第零話「救出」
もし、「運命」なるなにものかがあったとして、それはいかなる理由により動いているのだろうか。なぜある特定の人物のそれだけが揺れ動き、はたまた数奇なる巡り合わせを生むのだろうか。
ある種の人物──彼らは様々な名で呼ばれる。英雄、大悪人、聖人、覇者etc. ──は明らかに他人と違う人生を歩んでいる。生まれの貴賤ではない。最上級の伯爵家の子女でもスラム街の物乞いの子供でもいい。才覚のあるなしでもない。頭がよくとも、他人の奴隷として一生を終える者もいる。力があっても、戦場で使い捨ての兵士として死ぬこともある。
違いは彼らの持つ「運命」なのだ。自覚している者も、していない者もいる。幼い頃から他人とは自ずと隔絶している者も、ある日突然「運命」の流転に巻き込まれる者もいる。共通しているのは、彼らの人生が一筋縄ではいかない、というただその一点だけだ。
そんな「運命」を持つ男が、ここにも一人。
彼の肩には女が一人。彼は名前を知らない。肩を貸しているのは、女の脚が痛めつけられ使い物にならないからだ。
暗い館の中。彼ら3人は息を潜めて、廊下を進んでいる。油断は文字通り命取りになるということを、全員がよく知っているからだ。
「ねぇ」
女が小声で囁いた。
「なんだ?」
彼は同じく小声で聞き返した。
「運んでもらってこう言うのもなんなんだけど、物凄く居心地が悪いわ」
「分かってる」
女の左側は彼──身長6フィート2インチ──が支えており、反対の右側は彼の友人のドワーフ──身長4フィート6インチ──が持っている。自然それなりの段差が出来ることになる。女の体はほとんど横向きになり、体重は全て彼の肩にかかっている。
「分かってるじゃないわ。わたしの肩が外れそうなのよ」
「もうしばらく我慢してくれ」
女は黙った。しばらくして、もう一度口を開く。
「あとどのくらい?」
外まで、という意味だと男は解釈した。
「もう少しで裏口だ」
今、そこの角を曲がって、後は一直線の廊下を過ぎれば、使用人用の勝手口だ。この時間なら誰も使う者はいないだろう。起きている人間もいない筈だ。
そこで、角の向こうから明かりが灯されるのが目に入った。人の影が、曲がった先の廊下から伸びている。物音に気づいた召使いの誰かか。
彼は心の中で舌打ちした。こうなったら使用人用の勝手口は諦め、一階のどこかの窓から出るか。叩き割らなければいけない場合は気づかれてしまうが、この際しょうがないだろう。

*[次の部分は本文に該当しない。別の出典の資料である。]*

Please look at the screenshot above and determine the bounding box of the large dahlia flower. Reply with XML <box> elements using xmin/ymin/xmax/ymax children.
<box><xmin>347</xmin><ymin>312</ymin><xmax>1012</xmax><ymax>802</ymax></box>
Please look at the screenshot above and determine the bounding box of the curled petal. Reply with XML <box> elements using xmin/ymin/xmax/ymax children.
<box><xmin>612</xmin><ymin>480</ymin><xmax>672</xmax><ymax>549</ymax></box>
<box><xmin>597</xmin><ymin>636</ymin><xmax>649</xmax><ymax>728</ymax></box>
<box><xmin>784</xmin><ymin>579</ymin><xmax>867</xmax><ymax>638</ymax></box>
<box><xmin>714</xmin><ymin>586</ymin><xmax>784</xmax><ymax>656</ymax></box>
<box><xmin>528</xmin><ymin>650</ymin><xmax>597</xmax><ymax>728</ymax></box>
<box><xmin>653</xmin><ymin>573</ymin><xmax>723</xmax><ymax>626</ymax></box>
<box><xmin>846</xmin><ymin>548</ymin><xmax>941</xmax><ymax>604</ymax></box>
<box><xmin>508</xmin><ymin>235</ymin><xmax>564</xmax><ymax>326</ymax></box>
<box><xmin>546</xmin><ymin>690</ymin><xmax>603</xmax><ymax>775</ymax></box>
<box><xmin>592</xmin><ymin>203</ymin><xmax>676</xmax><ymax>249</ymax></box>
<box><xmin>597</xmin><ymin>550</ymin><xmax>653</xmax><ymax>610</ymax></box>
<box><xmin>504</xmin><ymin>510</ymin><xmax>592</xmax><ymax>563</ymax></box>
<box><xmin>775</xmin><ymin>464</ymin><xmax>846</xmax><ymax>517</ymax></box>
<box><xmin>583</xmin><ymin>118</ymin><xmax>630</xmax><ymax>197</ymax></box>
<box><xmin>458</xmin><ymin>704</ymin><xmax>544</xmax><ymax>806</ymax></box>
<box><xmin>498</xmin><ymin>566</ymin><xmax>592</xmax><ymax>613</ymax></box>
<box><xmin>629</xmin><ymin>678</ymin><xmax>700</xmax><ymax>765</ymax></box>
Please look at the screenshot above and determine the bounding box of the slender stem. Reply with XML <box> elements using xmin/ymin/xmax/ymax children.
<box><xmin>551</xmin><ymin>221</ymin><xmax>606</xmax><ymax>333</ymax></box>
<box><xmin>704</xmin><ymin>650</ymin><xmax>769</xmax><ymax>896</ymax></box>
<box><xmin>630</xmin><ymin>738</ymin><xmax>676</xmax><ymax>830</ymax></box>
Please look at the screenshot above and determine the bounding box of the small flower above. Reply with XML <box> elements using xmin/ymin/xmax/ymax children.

彼は女を抱えたまま、右手のドワーフに合図して左側の部屋を指差した。向きを変えて、扉の前に立つ。ノブを握った。中に誰かいるかもしれない。ふいにそんな考えが浮かぶも、勇気を振り絞って、ノブに力を籠めた。
扉には鍵が掛かっていた。
男の「くそっ」という声と、廊下を召使いが曲がってくるのが同時だった。
「あっっ! 誰だ! 泥棒ーーっ!」
召使いの叫びを聞きながら、男は覚悟を決めた。女をドワーフから引き寄せると、ドワーフに向かって叫ぶ。
「頼む!」
「合点!」
ドワーフは背に差した肉斬り包丁を抜くと、走って向かってくる召使いの前に立ちはだかった。召使いの手にはクラブが握られている。そのクラブと、盗人を捕まえた時に主人から戴ける賞金が彼の気を大きくしているのだろう。
召使いはクラブを振りかぶった。勢いよく降り下ろす。
──ドスッ。
鋭い音とともに倒れたのは、召使いの方だった。倒れ伏した召使いの体の下から、のそのそとドワーフが這い出した。
ドワーフは気絶した召使いを見下ろし一言。
「安心せい。峰打ちじゃ」
男は女を背負うと、一目散に手近な階段目掛けて走り出した。こうなればこそこそ動き回る必要はない。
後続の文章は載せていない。